When it comes to online shopping, many begin their journey through their favorite search engine — which, for most people, is Google. As of January 2022, Google averages over three billion searches per day.
Google ads are an efficient and cost-effective way to get your product ads in front of relevant audiences — with the help of targeted keywords and Google Ads Auctions. But what is a Google Ads Auction, and how does it work?
Keep reading to learn more about Google Ads Auctions, and subscribe to Revenue Weekly for more marketing tips from WebFX!
What is a Google Ads Auction?
A Google Ads Auction is a bidding competition among sellers for the top ad placements on Google search engine results pages (SERPs). The winner receives the first position, which sits above organic results. Each time someone conducts a Google search, an ad auction begins.
Is Google Ads a second-price auction?
Yes. In a typical auction, the winning bidder would pay the total amount they bid. However, Google uses a second-price auction method.
A second-price auction ensures the winner pays the price of the next highest bidder. The winner only pays the amount necessary to beat their competition.
How does Google ad bidding work?
For a seller to place a bid, a comparison shopping service (CSS) must represent their ad. CSS providers come in all varieties and have several pricing models, but the bones are the same.
You choose your bidding keywords and the maximum amount you are willing to pay per click, otherwise known as your maximum cost-per-click (CPC) bid.
How does Google calculate your ad rank score?
Once you’ve set up a Google Ads pay-per-click marketing campaign, Google does the rest. To provide the most useful, relevant information for searchers, Google calculates your ad rank using three main factors:
- The bid: Your maximum CPC bid or the highest amount you are willing to pay for a click on your ad.
- The quality of your ad: Your ad’s Quality Score includes three components — your expected click-through rate (CTR), the ad’s relevance, and your website’s landing page experience.
- The expected impact of ad extensions: Ad extensions are additional information the searcher might find helpful. Ad extensions include company phone numbers and site links. The more valuable information you include in your ad, the more a shopper has a reason to click on it.

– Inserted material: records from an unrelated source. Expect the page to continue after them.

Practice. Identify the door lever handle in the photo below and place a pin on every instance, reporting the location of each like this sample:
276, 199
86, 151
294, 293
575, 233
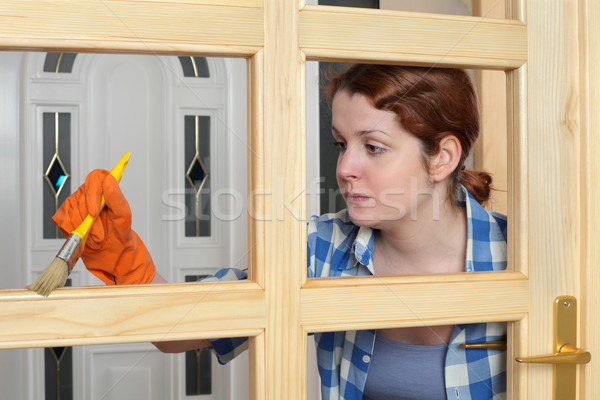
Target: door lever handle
567, 354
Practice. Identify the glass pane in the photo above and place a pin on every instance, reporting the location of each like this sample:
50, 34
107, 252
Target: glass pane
460, 361
198, 364
58, 371
197, 175
56, 128
59, 62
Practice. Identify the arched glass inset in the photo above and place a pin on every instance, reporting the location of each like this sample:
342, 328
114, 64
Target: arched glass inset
197, 175
56, 129
59, 62
194, 67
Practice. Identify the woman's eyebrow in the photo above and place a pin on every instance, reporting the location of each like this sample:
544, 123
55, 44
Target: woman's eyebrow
361, 132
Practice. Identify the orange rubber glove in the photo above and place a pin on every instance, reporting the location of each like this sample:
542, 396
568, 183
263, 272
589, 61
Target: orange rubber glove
113, 251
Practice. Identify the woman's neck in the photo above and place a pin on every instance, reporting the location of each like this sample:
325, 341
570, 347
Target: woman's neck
423, 245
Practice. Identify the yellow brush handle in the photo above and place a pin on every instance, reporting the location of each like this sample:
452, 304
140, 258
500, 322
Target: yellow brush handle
83, 230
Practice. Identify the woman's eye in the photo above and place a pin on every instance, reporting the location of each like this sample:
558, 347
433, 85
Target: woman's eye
374, 149
340, 145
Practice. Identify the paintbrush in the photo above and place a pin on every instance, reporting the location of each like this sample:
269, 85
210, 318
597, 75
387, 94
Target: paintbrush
55, 275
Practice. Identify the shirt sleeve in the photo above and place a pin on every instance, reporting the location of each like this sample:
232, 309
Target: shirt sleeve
229, 348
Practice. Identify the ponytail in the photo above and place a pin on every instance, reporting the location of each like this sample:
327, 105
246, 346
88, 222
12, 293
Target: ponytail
478, 183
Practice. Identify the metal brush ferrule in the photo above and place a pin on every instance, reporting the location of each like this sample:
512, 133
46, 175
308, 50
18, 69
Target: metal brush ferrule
71, 251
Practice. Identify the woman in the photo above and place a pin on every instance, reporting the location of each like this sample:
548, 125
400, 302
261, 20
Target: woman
403, 135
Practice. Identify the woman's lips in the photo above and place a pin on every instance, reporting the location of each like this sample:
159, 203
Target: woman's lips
357, 198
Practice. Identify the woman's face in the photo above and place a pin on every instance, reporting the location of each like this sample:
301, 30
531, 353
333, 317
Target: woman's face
379, 171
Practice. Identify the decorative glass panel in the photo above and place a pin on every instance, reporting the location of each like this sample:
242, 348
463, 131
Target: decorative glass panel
197, 175
59, 62
56, 130
58, 371
198, 364
195, 67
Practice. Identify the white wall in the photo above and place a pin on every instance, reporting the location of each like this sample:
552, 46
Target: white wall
12, 362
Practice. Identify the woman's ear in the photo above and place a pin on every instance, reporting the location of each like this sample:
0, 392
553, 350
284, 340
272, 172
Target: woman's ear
446, 160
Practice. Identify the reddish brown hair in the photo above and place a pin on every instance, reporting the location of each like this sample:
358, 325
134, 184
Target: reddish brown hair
430, 103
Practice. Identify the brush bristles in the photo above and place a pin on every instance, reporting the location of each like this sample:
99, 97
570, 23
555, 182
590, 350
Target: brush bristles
54, 276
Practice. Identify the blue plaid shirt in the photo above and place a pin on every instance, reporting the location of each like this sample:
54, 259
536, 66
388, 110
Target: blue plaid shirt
337, 247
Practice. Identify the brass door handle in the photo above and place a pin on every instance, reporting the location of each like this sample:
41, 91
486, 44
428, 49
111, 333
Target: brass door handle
567, 354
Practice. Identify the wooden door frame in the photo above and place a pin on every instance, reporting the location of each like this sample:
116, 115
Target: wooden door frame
277, 307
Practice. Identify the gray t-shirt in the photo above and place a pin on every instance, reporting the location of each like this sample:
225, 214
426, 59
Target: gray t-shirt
400, 371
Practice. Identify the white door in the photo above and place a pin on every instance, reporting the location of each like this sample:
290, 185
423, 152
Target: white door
145, 105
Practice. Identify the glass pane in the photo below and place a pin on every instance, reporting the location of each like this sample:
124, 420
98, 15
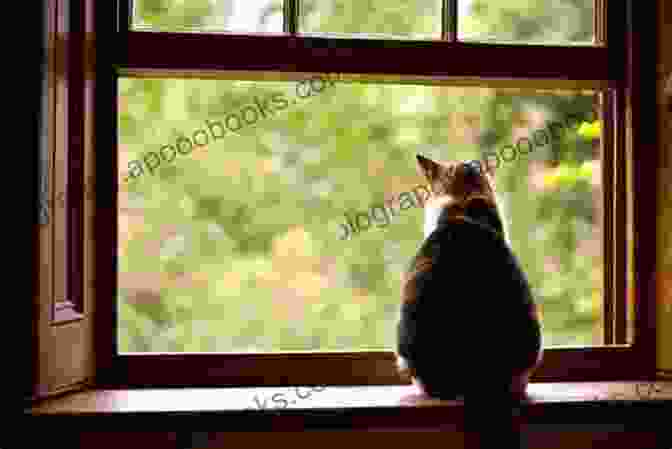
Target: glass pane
234, 197
417, 19
207, 15
526, 21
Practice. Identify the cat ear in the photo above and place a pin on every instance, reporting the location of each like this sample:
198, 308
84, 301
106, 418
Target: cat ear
483, 210
427, 167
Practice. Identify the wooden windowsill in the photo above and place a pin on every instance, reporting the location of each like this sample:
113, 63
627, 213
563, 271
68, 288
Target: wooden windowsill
339, 407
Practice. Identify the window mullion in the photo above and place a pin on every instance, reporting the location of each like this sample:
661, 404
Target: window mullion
449, 20
291, 16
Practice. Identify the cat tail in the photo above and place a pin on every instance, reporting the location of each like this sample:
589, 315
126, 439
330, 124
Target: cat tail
492, 418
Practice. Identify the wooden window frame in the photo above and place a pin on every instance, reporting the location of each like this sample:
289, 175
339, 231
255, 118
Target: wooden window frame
618, 62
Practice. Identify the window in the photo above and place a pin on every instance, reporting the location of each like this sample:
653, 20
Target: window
438, 77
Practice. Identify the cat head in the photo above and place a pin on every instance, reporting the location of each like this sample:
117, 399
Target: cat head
459, 188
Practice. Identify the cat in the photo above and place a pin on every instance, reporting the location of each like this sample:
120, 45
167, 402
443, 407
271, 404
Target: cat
468, 322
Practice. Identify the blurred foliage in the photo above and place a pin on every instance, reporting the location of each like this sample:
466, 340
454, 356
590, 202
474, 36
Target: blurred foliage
234, 246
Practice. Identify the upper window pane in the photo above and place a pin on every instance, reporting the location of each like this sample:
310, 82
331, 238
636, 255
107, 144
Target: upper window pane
397, 19
243, 16
559, 22
231, 229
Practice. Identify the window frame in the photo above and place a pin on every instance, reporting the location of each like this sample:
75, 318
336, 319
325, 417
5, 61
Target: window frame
615, 62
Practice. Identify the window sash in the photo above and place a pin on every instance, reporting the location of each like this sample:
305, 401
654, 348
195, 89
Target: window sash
616, 65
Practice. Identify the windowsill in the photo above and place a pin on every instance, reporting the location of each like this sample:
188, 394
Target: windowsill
386, 407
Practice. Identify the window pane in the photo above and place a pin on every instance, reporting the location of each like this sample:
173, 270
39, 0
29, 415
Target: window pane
208, 15
231, 219
527, 21
416, 19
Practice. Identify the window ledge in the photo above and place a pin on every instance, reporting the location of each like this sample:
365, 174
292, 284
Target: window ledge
564, 405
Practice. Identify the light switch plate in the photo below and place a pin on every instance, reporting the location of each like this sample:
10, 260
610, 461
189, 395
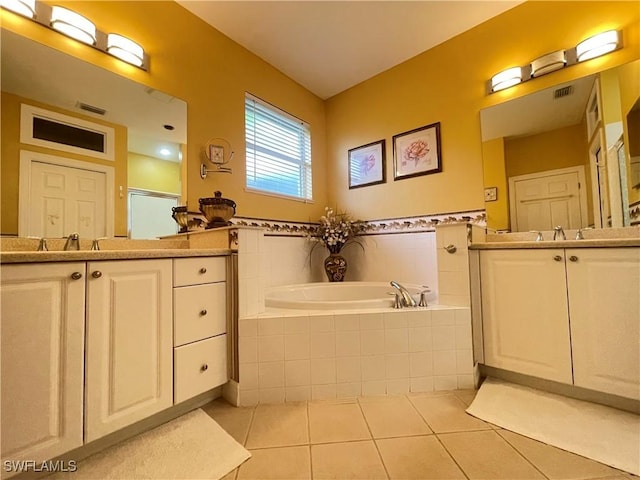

An example of an ad auction in action
The ad rank score determines your placement on SERPs. Does that mean you should raise your bid price to outdo your competitors, even if your ad doesn’t score as well on quality or expected ad format impact?
Fortunately for your bottom line, the answer is no! Let’s say three bidders are competing for the same long-tail keyword — “affordable red high heels.”
Bidder One bids $4 with a high ad Quality Score and expected format impact. Bidder Two bids $3 with a high Quality Score and medium expected format impact. Bidder Three bids $5 with a low Quality Score and a low expected format impact.
Who will place first on SERPs? If you guessed Bidder One, you’re right!
Bidder One places first because she has the highest Quality Score and expected format impact among her competitors. Because of Google’s second-price auction method, she’ll only pay Bidder Two’s maximum CPC bid amount of $3 per click.
How do you improve your ad rank?
Though Google doesn’t freely share the complete ad rank formula, they do give us the information they consider when calculating your ad’s Quality Score:
- Expected click-through rate (CTR): Your expected CTR can show how well your ad will perform based on its historical keyword performance data. Google predicts your ad’s performance based on other similar ads in your industry.
- Ad relevancy: Google looks at your ad content to make sure it matches your target keywords. This quality control prevents advertisers from taking up space on SERPs with unrelated ads. For example, if someone searches for red high heels, they don’t want to see red sneakers on their SERPs.
- Landing page experience: Your ad is only as impactful as your landing page experience. For example, if a qualified lead is interested in your ad but has a poor experience trying to load your website, they’ll leave. According to Google, a great landing page should be relevant, original, easy to navigate, and transparent.
How to improve your Quality Score
Now that you know what contributes to your Quality Score, it’s time to put that knowledge into action. Here are some metrics to use as starting points for improving your Quality Score:
- Expected CTR: Is your ad copy specific, and does it define a unique selling proposition (USP)? Did you include a high-quality image of the product? Is there a call to action or contact button?
- Ad relevancy: Does your ad copy and imagery closely match your keyword? Could you split the ad groups to use more specific, targeted keywords? Can you group keywords into the same ad?
- Landing page experience: Does your ad link to the relevant product or category page? Do you offer what you said you would? Is your page load time quick? Is it mobile-friendly?